Ignore AI Benchmarks?

Here is a rewritten version of the content without changing its meaning, retaining the original length, and keeping the proper headings and titles:

Introduction to TechCrunch’s AI Newsletter: We’re taking a break, but you can find all our AI coverage, including columns, analysis, and breaking news, on TechCrunch. To get these stories and more in your inbox daily, sign up for our newsletters here.

This week, Elon Musk’s AI startup, xAI, launched its latest flagship AI model, Grok 3, which powers the company’s Grok chatbot apps. Trained on approximately 200,000 GPUs, the model outperforms other leading models, including those from OpenAI, on benchmarks for mathematics, programming, and more.

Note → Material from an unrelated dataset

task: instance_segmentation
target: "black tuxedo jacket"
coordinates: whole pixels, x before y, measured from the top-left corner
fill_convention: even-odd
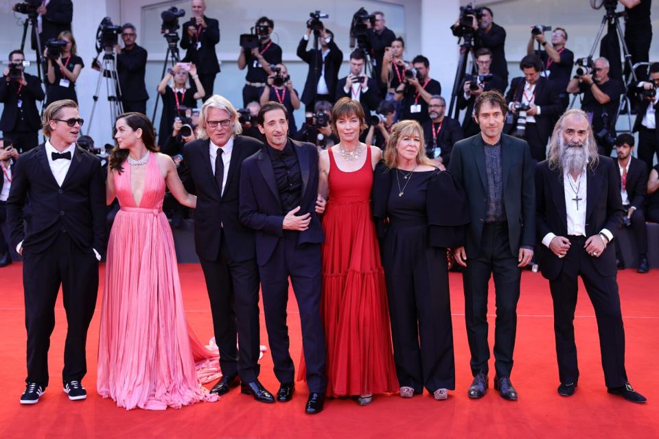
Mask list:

However, what do these benchmarks really tell us?

At TechCrunch, we often report benchmark figures because they’re one of the few standardized ways to measure model improvements in the AI industry. Nevertheless, popular AI benchmarks tend to test for esoteric knowledge and provide aggregate scores that poorly correlate to proficiency on tasks that most people care about.

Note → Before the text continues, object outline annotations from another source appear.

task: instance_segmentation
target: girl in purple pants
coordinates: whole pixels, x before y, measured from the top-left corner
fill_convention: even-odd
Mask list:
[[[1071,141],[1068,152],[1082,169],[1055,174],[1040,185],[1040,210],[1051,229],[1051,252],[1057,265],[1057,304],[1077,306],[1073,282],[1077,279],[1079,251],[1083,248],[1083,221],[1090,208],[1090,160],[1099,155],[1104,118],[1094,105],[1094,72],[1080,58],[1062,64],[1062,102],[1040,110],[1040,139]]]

As Wharton professor Ethan Mollick pointed out in a series of posts on X after Grok 3’s unveiling, there’s an “urgent need for better batteries of tests and independent testing authorities.” Since AI companies often self-report benchmark results, making those results even harder to accept at face value.

“Public benchmarks are both ‘meh’ and saturated, leaving a lot of AI testing to be like food reviews, based on taste,” Mollick wrote. “If AI is critical to work, we need more.”

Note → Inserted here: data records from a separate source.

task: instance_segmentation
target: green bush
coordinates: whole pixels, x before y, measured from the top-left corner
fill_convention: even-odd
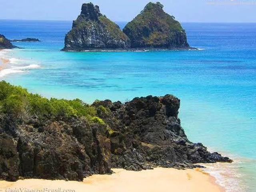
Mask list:
[[[84,117],[89,121],[104,124],[96,116],[95,108],[76,99],[49,100],[38,94],[29,93],[20,86],[0,82],[0,112],[17,118],[35,116],[40,119],[66,119]]]

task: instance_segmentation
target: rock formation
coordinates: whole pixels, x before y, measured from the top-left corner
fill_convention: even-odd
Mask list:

Although there are independent tests and organizations proposing new benchmarks for AI, their relative merit is far from settled within the industry. Some commentators and experts propose aligning benchmarks with economic impact to ensure their usefulness, while others argue that adoption and utility are the ultimate benchmarks.

This debate may continue indefinitely. Perhaps we should instead, as X user Roon suggests, pay less attention to new models and benchmarks unless there are significant AI technical breakthroughs. For our collective sanity, that may not be the worst idea, even if it leads to some level of AI FOMO.

As mentioned earlier, This Week in AI is going on hiatus. Thank you, readers, for sticking with us through this journey. Until next time.

News

**Image Credits:**Nathan Laine/Bloomberg / Getty Images

OpenAI attempts to “uncensor” ChatGPT: Max wrote about how OpenAI is revising its AI development approach to explicitly support “intellectual freedom,” regardless of the topic’s challenge or controversy.

Mira’s new startup: Former OpenAI CTO Mira Murati’s new startup, Thinking Machines Lab, aims to develop tools that make AI work for people’s unique needs and goals.

Grok 3 is released: Elon Musk’s AI startup, xAI, has released its latest flagship AI model, Grok 3, and introduced new capabilities for the Grok apps for iOS and the web.

Meta announces LlamaCon: Meta will host its first developer conference dedicated to generative AI this spring, called LlamaCon, after Meta’s Llama family of generative AI models, scheduled for April 29.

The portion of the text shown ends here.